Reporter: Nina Dwiantika | Editor: A.Herry Prasetyo
JAKARTA. Regulasi Bank Indonesia memperketat kredit pemilikan rumah dinilai belum cukup untuk mengadang spekulasi harga properti. Maklum, beleid uang muka dan larangan inden hanya mengerem pembelian rumah melalui KPR. Sedangkan pembelian rumah secara tunai berpotensi semakin marak.
Kepala Ekonom Bank Danamon, Anton Gunawan, menilai langkah BI memperketat KPR rumah pertama dan kedua itu sudah tepat. Namun upaya ini belum efektif karena harga properti masih tinggi dan akan terus naik.
Agar beleid itu lebih efektif, pemerintah perlu menerapkan pajak barang mewah properti, khususnya properti mahal. Misalnya wilayah dengan harga tanah Rp 5 juta per meter persegi. "Properti kelas atas akan lebih kena jika pajak barang mewah diterapkan, karena keinginan membeli rumah kedua akan lebih kecil sebab potensi labanya rendah," kata Anton, kemarin.
Dia menghitung, rasio pajak bisa sekitar 15%-20% dari harga rumah. Kewajiban pajak yang besar untuk rumah mahal ini akan menurunkan pertumbuhan properti secara perlahan.
Dia yakin, pemerintah melalui Kementerian Keuangan akan menerapkan aturan pajak besar untuk rumah mewah. Namun, dia belum tahu waktu penerapan pajak barang mewah untuk properti.

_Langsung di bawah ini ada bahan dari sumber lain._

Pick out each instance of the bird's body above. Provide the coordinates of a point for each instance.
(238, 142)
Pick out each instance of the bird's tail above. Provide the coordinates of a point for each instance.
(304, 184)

Kepala Ekonom Bank Tabungan Negara, A Prasetyantoko, menilai regulator harus melihat dulu dampak aturan uang muka KPR dan larangan inden untuk kredit rumah kedua. Jika kebijakan itu tak mampu mengendalikan harga rumah akibat spekulasi, perlu pungutan pajak besar bagi rumah mewah. "Sebenarnya aturan LTV untuk rumah pertama dan kedua, larangan inden dan kenaikan suku bunga kredit dapat menurunkan pertumbuhan kredit properti," ucap dia.
Jika pungutan pajak rumah mewah diterapkan, persentasenya jangan terlalu tinggi karena memberatkan pengembang. Sebab, ekspansi dan laba pengembang besar akan menurun.

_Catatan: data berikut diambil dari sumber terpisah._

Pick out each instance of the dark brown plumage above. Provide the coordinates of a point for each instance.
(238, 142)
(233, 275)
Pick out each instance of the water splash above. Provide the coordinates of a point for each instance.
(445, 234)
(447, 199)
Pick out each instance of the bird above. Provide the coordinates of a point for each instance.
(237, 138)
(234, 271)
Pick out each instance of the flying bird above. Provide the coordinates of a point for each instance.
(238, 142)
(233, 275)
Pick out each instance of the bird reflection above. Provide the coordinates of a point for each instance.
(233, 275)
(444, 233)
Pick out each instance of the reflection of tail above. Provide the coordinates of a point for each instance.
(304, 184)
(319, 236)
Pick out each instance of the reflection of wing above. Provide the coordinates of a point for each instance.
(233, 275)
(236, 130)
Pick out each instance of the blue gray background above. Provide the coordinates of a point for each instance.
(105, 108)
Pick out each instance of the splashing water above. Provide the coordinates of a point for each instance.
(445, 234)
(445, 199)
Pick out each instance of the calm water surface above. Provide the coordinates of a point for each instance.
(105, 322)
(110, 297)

Prasetyantoko bilang, regulator di luar negeri memang menerapkan loan to value (LTV) untuk rumah kedua dan mematok pajak tinggi untuk rumah mewah dalam menekan spekulasi. Nah, kedua kebijakan ini dilakukan bersamaan. "Menurut saya, jika aturan LTV BI tidak efektif, baru perlu ada penerapan pajak mewah," jelas dia.
Sebelumnya Direktur Departemen Komunikasi BI, Peter Jacob, menjelaskan beberapa negara di Asia sudah menerapkan pajak tinggi untuk properti (rumah dan apartemen) mewah agar dapat menekan spekulan properti. Misalnya, pemerintah menerapkan pajak rumah mewah sebesar 18%-20% dari pajak sebelumnya 10%.

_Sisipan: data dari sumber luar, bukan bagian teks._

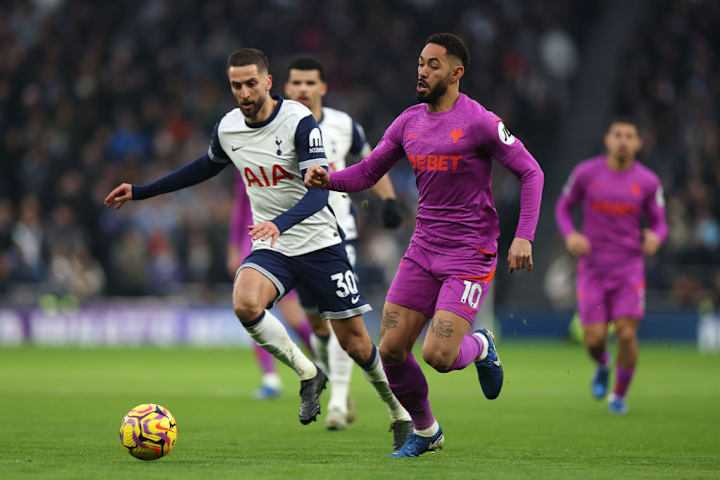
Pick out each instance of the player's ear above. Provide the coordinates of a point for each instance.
(458, 72)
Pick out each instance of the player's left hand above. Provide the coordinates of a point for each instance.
(520, 255)
(651, 242)
(392, 213)
(264, 230)
(316, 176)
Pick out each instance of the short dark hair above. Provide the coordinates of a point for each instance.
(454, 46)
(307, 63)
(249, 56)
(624, 118)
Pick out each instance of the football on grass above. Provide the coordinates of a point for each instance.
(148, 431)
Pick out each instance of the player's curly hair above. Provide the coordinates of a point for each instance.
(627, 119)
(454, 46)
(249, 56)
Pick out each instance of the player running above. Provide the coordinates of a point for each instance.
(296, 238)
(615, 191)
(239, 247)
(447, 269)
(343, 137)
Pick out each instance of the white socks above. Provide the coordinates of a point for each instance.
(340, 365)
(376, 375)
(270, 334)
(272, 380)
(320, 347)
(428, 432)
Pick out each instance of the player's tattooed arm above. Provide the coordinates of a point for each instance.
(390, 319)
(441, 328)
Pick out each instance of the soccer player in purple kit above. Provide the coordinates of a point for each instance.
(615, 191)
(450, 141)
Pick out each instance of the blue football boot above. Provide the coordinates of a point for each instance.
(616, 405)
(266, 392)
(489, 369)
(600, 382)
(415, 445)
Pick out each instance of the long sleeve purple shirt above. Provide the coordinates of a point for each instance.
(452, 153)
(613, 203)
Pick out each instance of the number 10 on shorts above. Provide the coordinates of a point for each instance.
(472, 294)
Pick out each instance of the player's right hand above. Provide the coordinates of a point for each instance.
(316, 176)
(577, 244)
(119, 195)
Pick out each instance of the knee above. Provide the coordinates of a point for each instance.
(440, 360)
(594, 341)
(246, 309)
(390, 353)
(357, 347)
(625, 335)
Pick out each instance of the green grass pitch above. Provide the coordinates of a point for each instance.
(60, 412)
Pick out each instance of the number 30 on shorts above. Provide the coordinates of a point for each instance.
(472, 294)
(346, 283)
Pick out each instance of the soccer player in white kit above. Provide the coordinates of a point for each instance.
(296, 238)
(342, 137)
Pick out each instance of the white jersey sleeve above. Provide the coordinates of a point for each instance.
(342, 136)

Meski aturan pajak bukan wewenang BI, pengawas perbankan ini rutin berkoordinasi dengan Kementerian Keuangan dan Direktorat Jenderal Pajak untuk pembahasan pemberian pajak besar bagi rumah mewah.
Dirjen Pajak, Fuad Rahmany, menyambut baik usulan menaikkan pajak penjualan atas barang mewah PPnBM, dalam hal ini properti. "Kalo ada usul itu, saya sependapat. Tapi saya tidak memiliki wewenang kebijakan tentang tarif pajak," ujar Fuad kepada KONTAN.